Equilibrium Constant (Kc)

Chemical reactions often reach a point where the rate of the forward reaction equals the rate of the backward reaction. At this point, known as equilibrium, the concentrations of the reactants and products remain constant.
This balance is quantified by the equilibrium constant, represented as \(K_c\).
The equilibrium constant for a reaction is derived from the concentrations of the reactants and products at equilibrium. For instance, in the reaction \(2 \mathrm{H}_2(g) + \mathrm{S}_2(g) \rightleftharpoons 2 \mathrm{H}_2 \mathrm{S}(g)\), the expression for \(K_c\) is:
\[K_c = \frac{[\mathrm{H}_2 \mathrm{S}]^2}{[\mathrm{H}_2]^2[\mathrm{S}_2]}\]

If \(K_c\) is much greater than 1, the position of equilibrium lies towards the products, meaning the reaction favors the formation of products.
Conversely, if \(K_c\) is much less than 1, the reaction favors the reactants. In the provided exercise, \(K_c = 1.08 \times 10^7\) at \(700^{\circ}\)C is very large, indicating a significant amount of \(\mathrm{H}_2 \mathrm{S}\) compared to the reactants.

Equilibrium Constant (Kp)

When dealing with reactions involving gases, the equilibrium constant can also be expressed in terms of partial pressures, represented by \(K_p\).
Like \(K_c\), \(K_p\) provides essential insights into the position of equilibrium.
To convert \(K_c\) to \(K_p\), we use the formula: \[K_p = K_c(RT)^{\Delta n}\]
where:

• \(R\) is the ideal gas constant, approximately 0.0821 atm L/mol K
• \(T\) is the temperature in Kelvin
• \(\Delta n\) is the change in moles of gas (products minus reactants)
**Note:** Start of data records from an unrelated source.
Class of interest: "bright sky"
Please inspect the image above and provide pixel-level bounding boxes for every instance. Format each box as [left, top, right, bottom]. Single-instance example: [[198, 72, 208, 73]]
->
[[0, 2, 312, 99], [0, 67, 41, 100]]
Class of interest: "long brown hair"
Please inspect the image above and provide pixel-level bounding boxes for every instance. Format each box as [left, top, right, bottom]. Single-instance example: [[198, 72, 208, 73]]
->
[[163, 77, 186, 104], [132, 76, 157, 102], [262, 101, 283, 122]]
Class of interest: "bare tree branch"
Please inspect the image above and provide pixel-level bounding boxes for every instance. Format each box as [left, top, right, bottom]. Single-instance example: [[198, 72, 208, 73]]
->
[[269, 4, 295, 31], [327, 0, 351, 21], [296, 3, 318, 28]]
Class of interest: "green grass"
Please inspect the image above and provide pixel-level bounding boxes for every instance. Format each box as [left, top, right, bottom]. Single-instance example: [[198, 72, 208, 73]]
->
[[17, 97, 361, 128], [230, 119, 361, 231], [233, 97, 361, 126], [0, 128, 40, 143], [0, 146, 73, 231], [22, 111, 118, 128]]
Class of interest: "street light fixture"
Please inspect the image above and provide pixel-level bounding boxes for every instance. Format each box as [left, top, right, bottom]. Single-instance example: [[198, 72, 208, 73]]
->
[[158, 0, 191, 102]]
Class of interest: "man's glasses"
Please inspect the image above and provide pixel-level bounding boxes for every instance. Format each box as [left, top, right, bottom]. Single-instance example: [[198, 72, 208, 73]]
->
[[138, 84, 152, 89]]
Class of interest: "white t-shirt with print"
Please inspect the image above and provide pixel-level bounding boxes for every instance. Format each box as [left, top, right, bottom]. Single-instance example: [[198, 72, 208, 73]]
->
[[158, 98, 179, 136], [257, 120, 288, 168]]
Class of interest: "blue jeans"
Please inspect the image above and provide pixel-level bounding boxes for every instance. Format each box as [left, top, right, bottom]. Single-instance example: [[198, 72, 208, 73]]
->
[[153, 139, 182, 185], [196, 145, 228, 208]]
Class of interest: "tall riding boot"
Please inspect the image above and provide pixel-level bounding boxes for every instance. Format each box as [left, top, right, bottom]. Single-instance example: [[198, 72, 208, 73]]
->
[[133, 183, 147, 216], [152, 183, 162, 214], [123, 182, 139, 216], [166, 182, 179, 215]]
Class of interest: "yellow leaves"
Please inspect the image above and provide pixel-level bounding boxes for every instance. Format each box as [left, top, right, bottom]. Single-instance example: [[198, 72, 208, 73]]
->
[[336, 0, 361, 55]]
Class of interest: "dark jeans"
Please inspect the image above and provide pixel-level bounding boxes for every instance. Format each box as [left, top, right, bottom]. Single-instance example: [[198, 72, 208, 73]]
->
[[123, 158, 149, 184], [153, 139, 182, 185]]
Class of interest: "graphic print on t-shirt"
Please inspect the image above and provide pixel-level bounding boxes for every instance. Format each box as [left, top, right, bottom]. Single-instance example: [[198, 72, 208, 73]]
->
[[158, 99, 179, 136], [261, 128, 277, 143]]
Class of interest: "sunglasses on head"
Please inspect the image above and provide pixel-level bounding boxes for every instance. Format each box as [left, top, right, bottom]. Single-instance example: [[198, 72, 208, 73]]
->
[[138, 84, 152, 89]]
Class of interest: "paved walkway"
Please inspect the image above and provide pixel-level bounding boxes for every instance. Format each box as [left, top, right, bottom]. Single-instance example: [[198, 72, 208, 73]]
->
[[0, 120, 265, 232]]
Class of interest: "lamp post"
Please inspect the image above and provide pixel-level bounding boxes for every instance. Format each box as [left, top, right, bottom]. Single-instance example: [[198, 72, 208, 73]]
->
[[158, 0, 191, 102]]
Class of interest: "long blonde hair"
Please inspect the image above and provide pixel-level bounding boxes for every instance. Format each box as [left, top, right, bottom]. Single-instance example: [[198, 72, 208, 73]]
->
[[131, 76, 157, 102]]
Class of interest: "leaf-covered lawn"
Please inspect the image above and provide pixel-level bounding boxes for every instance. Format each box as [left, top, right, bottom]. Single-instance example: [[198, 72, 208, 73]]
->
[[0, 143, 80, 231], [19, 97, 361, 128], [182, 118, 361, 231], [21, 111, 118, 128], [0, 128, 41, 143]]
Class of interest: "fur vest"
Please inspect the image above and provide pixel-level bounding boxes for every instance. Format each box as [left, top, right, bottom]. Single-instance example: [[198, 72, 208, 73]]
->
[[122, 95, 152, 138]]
In the provided exercise, we calculated \(\Delta n\) as \(-1\) since the number of moles on the product side is less than that on the reactant side.
By substituting the values, we obtained \(K_p = 2.68 \times 10^8\), indicating that at 700°C, the equilibrium mixture highly favors the product formation as well.

Stoichiometry

Stoichiometry involves the quantitative relationships between the amounts of reactants and products in a chemical reaction.
It is essential for understanding how changes in reaction conditions affect equilibrium constants. In the rewritten reaction \(\mathrm{H}_2(g) + \frac{1}{2} \mathrm{S}_2(g) \rightleftharpoons \mathrm{H}_2 \mathrm{S}(g)\), the stoichiometry changes because the coefficients are altered.
When the stoichiometric coefficients are modified, it affects the equilibrium constant calculation.
In this exercise, changing the coefficients to half their original value requires taking the square root of the initial \(K_c\), resulting in a new \(K_c\) of \(3.286 \times 10^3\).
This adjustment helps us understand how even minor stoichiometric changes can impact the equilibrium constants and, consequently, the reaction dynamics.